I am aware that SGD has been asked before on SO but I wanted to have an opinion on my code as below:
import numpy as np
import matplotlib.pyplot as plt
# Generating data
m,n = 10000,4
x = np.random.normal(loc=0,scale=1,size=(m,4))
theta_0 = 2
theta = np.append([],[1,0.5,0.25,0.125]).reshape(n,1)
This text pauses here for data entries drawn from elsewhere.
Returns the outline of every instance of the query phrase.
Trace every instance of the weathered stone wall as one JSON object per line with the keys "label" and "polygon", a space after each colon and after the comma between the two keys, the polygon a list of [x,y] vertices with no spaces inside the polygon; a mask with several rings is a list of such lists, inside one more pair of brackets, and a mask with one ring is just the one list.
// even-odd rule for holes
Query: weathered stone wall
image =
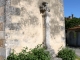
{"label": "weathered stone wall", "polygon": [[5,0],[0,0],[0,60],[5,57],[5,36],[4,36],[4,21],[5,21]]}
{"label": "weathered stone wall", "polygon": [[[3,2],[4,0],[0,1]],[[25,46],[34,48],[44,42],[44,20],[39,10],[39,6],[43,1],[48,2],[50,7],[50,46],[55,53],[58,52],[61,46],[65,46],[62,0],[6,0],[5,14],[2,10],[4,7],[2,5],[0,7],[2,11],[0,21],[5,24],[7,49],[11,48],[15,49],[16,52],[20,52]],[[2,15],[5,16],[5,19]],[[4,26],[1,22],[0,31],[2,32]],[[2,42],[4,39],[0,41]]]}

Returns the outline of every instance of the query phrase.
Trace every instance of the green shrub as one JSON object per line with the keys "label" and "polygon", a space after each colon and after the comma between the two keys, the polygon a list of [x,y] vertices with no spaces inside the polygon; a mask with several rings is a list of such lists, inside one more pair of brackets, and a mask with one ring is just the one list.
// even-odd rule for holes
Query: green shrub
{"label": "green shrub", "polygon": [[23,49],[20,53],[14,54],[12,52],[7,60],[50,60],[50,54],[48,51],[42,47],[42,45],[37,45],[34,49],[27,52],[27,48]]}
{"label": "green shrub", "polygon": [[63,48],[58,52],[58,57],[62,58],[62,60],[75,60],[76,54],[72,49]]}

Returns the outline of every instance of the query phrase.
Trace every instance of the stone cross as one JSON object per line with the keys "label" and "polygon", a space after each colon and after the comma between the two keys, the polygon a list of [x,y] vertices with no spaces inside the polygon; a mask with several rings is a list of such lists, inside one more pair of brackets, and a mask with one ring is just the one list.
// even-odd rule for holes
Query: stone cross
{"label": "stone cross", "polygon": [[49,12],[50,12],[50,9],[48,7],[48,3],[43,2],[42,5],[40,6],[40,13],[42,13],[42,17],[43,17],[44,23],[45,23],[45,44],[46,44],[47,49],[50,49]]}

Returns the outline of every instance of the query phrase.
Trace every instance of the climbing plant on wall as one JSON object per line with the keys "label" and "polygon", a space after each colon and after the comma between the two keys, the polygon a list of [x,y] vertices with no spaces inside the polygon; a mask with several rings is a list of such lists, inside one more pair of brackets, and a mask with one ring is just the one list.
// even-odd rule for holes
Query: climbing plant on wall
{"label": "climbing plant on wall", "polygon": [[66,29],[68,28],[72,28],[75,26],[79,26],[80,25],[80,18],[72,18],[72,19],[65,19],[65,27]]}

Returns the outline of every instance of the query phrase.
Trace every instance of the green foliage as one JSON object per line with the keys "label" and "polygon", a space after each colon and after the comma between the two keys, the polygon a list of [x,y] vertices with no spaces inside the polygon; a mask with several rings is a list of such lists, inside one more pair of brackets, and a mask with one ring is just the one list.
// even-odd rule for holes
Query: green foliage
{"label": "green foliage", "polygon": [[34,49],[27,52],[27,48],[24,48],[20,53],[14,54],[12,52],[7,60],[50,60],[50,54],[46,51],[42,45],[37,45]]}
{"label": "green foliage", "polygon": [[72,28],[72,27],[75,27],[75,26],[78,26],[78,25],[80,25],[80,18],[73,18],[73,19],[70,19],[70,20],[65,20],[66,29]]}
{"label": "green foliage", "polygon": [[62,58],[62,60],[75,60],[76,54],[72,49],[63,48],[58,52],[58,57]]}

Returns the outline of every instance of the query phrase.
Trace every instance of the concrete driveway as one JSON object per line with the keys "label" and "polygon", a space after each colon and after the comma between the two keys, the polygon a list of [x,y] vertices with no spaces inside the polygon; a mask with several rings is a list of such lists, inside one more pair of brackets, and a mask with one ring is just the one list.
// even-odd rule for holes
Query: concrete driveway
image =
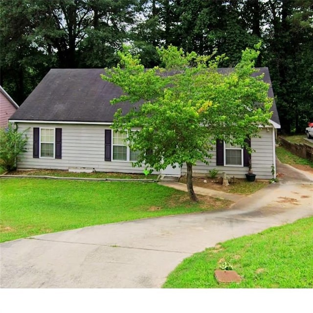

y = np.matmul(x,theta) + theta_0*np.ones(m).reshape((m,1)) + np.random.normal(loc=0,scale=0.25,size=(m,1))
# input features
x0 = np.ones([m,1])
X = np.append(x0,x,axis=1)
# defining the cost function
def compute_cost(X,y,theta_GD):
return np.sum(np.power(y-np.matmul(np.transpose(theta_GD),X),2))/2
# initializations
theta_GD = np.append([theta_0],[theta]).reshape(n+1,1)
alp = 1e-5
num_iterations = 10000
# Batch Sum
def batch(i,j,theta_GD):
batch_sum = 0
for k in range(i,i+9):
batch_sum += float((y[k]-np.transpose(theta_GD).dot(X[k]))*X[k][j])
return batch_sum
# Gradient Step
def gradient_step(theta_current, X, y, alp,i):
for j in range(0,n):
theta_current[j]-= alp*batch(i,j,theta_current)/10
theta_updated = theta_current
return theta_updated
# gradient descent
cost_vec = []
for i in range(num_iterations):
cost_vec.append(compute_cost(X[i], y[i], theta_GD))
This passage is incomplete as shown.